I have been spending lots of time talking to people in Kurrajong and there are lots of issues people care about. People care about access to healthcare, and ensuring quality education from pre-school to university. People in Kurrajong care the nature of our suburbs and how we can create vibrant communities. People care about the environment and how we can leave this a better place for our kids.
What are the barriers that you see to gender equality in our community, and how do you propose to address this?
There are many barriers to gender equality in our community. From the moment girls are born, they face different expectations and are treated differently. While girls perform better at school as a group, when they enter the workforce they get less pay and are promoted less often. Women bear most caring responsibilities – from looking after children and increasing looking after ageing parents. One in three women will be the victim of violence over their lifetime.
To address these issues we need more women in leadership positions, we need to raise the issues and advocate for change, and we need to put in place specific programs that address inequality and discrimination.

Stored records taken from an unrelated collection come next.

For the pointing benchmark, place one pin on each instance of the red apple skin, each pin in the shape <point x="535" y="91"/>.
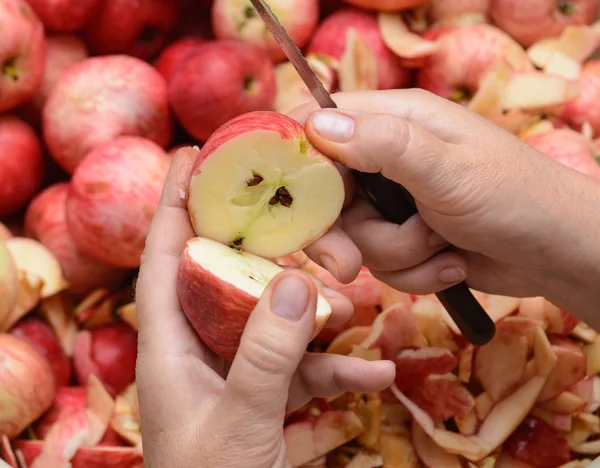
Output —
<point x="465" y="56"/>
<point x="298" y="17"/>
<point x="26" y="385"/>
<point x="139" y="28"/>
<point x="531" y="20"/>
<point x="113" y="195"/>
<point x="21" y="164"/>
<point x="101" y="98"/>
<point x="64" y="15"/>
<point x="113" y="352"/>
<point x="42" y="338"/>
<point x="210" y="87"/>
<point x="45" y="220"/>
<point x="62" y="52"/>
<point x="22" y="51"/>
<point x="330" y="39"/>
<point x="568" y="147"/>
<point x="173" y="55"/>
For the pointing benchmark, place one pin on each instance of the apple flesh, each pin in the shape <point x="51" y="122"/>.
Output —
<point x="21" y="164"/>
<point x="219" y="287"/>
<point x="101" y="98"/>
<point x="260" y="186"/>
<point x="218" y="81"/>
<point x="21" y="53"/>
<point x="112" y="199"/>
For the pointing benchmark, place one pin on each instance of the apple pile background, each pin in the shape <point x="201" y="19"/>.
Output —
<point x="95" y="98"/>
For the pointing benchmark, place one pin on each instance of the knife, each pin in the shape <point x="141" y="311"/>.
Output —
<point x="392" y="200"/>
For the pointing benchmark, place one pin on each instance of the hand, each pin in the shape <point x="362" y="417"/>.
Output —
<point x="508" y="208"/>
<point x="195" y="411"/>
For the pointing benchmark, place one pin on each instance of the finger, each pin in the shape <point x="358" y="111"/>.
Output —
<point x="271" y="348"/>
<point x="437" y="274"/>
<point x="328" y="375"/>
<point x="387" y="246"/>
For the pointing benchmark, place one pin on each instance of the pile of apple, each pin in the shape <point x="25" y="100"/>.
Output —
<point x="95" y="98"/>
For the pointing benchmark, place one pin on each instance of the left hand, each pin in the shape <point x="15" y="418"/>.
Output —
<point x="195" y="411"/>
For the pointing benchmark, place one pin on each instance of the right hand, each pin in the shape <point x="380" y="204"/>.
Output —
<point x="513" y="213"/>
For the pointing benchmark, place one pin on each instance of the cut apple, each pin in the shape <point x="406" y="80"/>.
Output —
<point x="219" y="286"/>
<point x="258" y="185"/>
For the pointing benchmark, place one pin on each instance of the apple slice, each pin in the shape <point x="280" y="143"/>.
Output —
<point x="219" y="286"/>
<point x="260" y="186"/>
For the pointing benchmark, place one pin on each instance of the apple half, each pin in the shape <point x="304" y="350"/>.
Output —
<point x="258" y="185"/>
<point x="218" y="288"/>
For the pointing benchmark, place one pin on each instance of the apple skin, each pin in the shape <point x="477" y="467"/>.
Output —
<point x="26" y="385"/>
<point x="21" y="164"/>
<point x="110" y="353"/>
<point x="113" y="195"/>
<point x="64" y="15"/>
<point x="42" y="338"/>
<point x="46" y="221"/>
<point x="140" y="28"/>
<point x="528" y="21"/>
<point x="465" y="56"/>
<point x="22" y="51"/>
<point x="298" y="17"/>
<point x="330" y="39"/>
<point x="101" y="98"/>
<point x="210" y="87"/>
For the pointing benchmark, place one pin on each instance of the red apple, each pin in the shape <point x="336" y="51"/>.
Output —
<point x="42" y="338"/>
<point x="219" y="287"/>
<point x="330" y="40"/>
<point x="113" y="195"/>
<point x="21" y="164"/>
<point x="531" y="20"/>
<point x="140" y="28"/>
<point x="45" y="220"/>
<point x="64" y="15"/>
<point x="218" y="81"/>
<point x="174" y="54"/>
<point x="108" y="352"/>
<point x="62" y="52"/>
<point x="233" y="19"/>
<point x="465" y="56"/>
<point x="22" y="52"/>
<point x="26" y="385"/>
<point x="101" y="98"/>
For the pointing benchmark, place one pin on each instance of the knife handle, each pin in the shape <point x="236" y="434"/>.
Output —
<point x="397" y="205"/>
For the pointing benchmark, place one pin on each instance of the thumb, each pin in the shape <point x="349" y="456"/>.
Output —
<point x="271" y="348"/>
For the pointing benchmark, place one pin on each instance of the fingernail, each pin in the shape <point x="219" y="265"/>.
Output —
<point x="290" y="298"/>
<point x="328" y="262"/>
<point x="452" y="275"/>
<point x="333" y="126"/>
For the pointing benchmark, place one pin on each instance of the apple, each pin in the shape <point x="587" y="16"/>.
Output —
<point x="255" y="201"/>
<point x="62" y="52"/>
<point x="531" y="20"/>
<point x="101" y="98"/>
<point x="112" y="198"/>
<point x="218" y="81"/>
<point x="26" y="385"/>
<point x="42" y="338"/>
<point x="238" y="20"/>
<point x="108" y="352"/>
<point x="219" y="287"/>
<point x="174" y="54"/>
<point x="21" y="164"/>
<point x="465" y="56"/>
<point x="46" y="221"/>
<point x="139" y="28"/>
<point x="329" y="40"/>
<point x="21" y="53"/>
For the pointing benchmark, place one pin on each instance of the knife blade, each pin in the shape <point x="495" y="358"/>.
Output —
<point x="392" y="200"/>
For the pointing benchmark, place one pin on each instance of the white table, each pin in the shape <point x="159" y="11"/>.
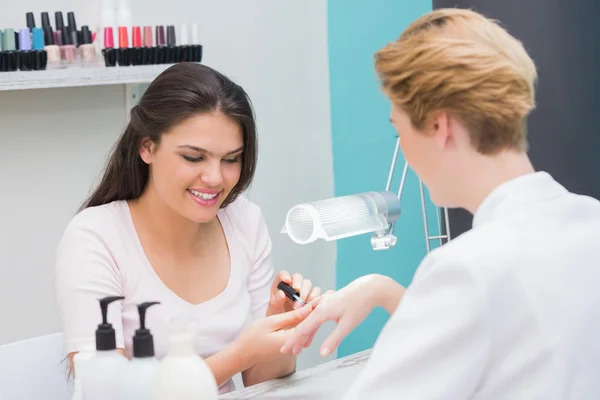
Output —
<point x="325" y="381"/>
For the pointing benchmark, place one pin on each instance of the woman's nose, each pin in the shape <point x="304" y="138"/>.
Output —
<point x="212" y="175"/>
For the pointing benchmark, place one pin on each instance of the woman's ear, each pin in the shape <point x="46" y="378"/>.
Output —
<point x="147" y="148"/>
<point x="443" y="129"/>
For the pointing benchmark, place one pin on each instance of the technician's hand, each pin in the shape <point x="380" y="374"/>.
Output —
<point x="348" y="307"/>
<point x="263" y="338"/>
<point x="279" y="303"/>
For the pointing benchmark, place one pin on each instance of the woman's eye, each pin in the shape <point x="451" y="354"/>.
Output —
<point x="192" y="159"/>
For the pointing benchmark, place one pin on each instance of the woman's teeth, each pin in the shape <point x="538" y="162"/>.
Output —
<point x="203" y="196"/>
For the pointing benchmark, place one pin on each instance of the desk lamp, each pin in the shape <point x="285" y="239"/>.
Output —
<point x="357" y="214"/>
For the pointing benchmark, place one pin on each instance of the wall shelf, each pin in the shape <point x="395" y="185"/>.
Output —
<point x="79" y="76"/>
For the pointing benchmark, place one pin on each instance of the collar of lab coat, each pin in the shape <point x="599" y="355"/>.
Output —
<point x="526" y="189"/>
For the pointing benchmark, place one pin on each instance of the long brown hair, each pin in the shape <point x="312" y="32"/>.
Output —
<point x="180" y="92"/>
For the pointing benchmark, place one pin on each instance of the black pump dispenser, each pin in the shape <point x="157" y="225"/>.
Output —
<point x="143" y="343"/>
<point x="105" y="334"/>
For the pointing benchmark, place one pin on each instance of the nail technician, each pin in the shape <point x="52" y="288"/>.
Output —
<point x="508" y="310"/>
<point x="168" y="223"/>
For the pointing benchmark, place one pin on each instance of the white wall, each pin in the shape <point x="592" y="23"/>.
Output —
<point x="53" y="142"/>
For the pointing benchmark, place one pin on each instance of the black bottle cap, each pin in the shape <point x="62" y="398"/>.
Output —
<point x="66" y="35"/>
<point x="30" y="20"/>
<point x="171" y="40"/>
<point x="105" y="334"/>
<point x="143" y="343"/>
<point x="45" y="19"/>
<point x="86" y="35"/>
<point x="48" y="36"/>
<point x="71" y="20"/>
<point x="59" y="22"/>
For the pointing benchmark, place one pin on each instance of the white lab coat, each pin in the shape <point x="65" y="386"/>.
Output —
<point x="508" y="310"/>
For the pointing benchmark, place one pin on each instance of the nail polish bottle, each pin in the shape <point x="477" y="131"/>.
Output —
<point x="68" y="51"/>
<point x="195" y="47"/>
<point x="124" y="55"/>
<point x="137" y="54"/>
<point x="172" y="49"/>
<point x="148" y="50"/>
<point x="52" y="50"/>
<point x="25" y="54"/>
<point x="161" y="51"/>
<point x="184" y="44"/>
<point x="39" y="58"/>
<point x="109" y="52"/>
<point x="30" y="20"/>
<point x="45" y="19"/>
<point x="10" y="50"/>
<point x="73" y="29"/>
<point x="59" y="25"/>
<point x="3" y="66"/>
<point x="87" y="48"/>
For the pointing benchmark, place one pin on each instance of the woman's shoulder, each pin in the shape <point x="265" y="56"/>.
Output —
<point x="100" y="220"/>
<point x="242" y="210"/>
<point x="246" y="217"/>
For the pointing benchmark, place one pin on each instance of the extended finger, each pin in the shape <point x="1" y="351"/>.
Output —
<point x="314" y="293"/>
<point x="289" y="319"/>
<point x="305" y="290"/>
<point x="304" y="330"/>
<point x="310" y="339"/>
<point x="332" y="342"/>
<point x="317" y="300"/>
<point x="297" y="280"/>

In our election platform we have identified three priority areas which require ongoing action. How do you envisage developing a more inclusive, equitable Canberra?
We have a great opportunity to address the issues identified by YWCA of Canberra. In relation to the priority areas:
What is the change that you are passionate about seeing in Canberra?
I love Canberra. I have been so privileged through the opportunities that have been provided to me in this community. I love the diversity of our community and want to ensure we continue to celebrate our diversity. I want to see all our citizens get the same opportunities, and be supported to reach their potential.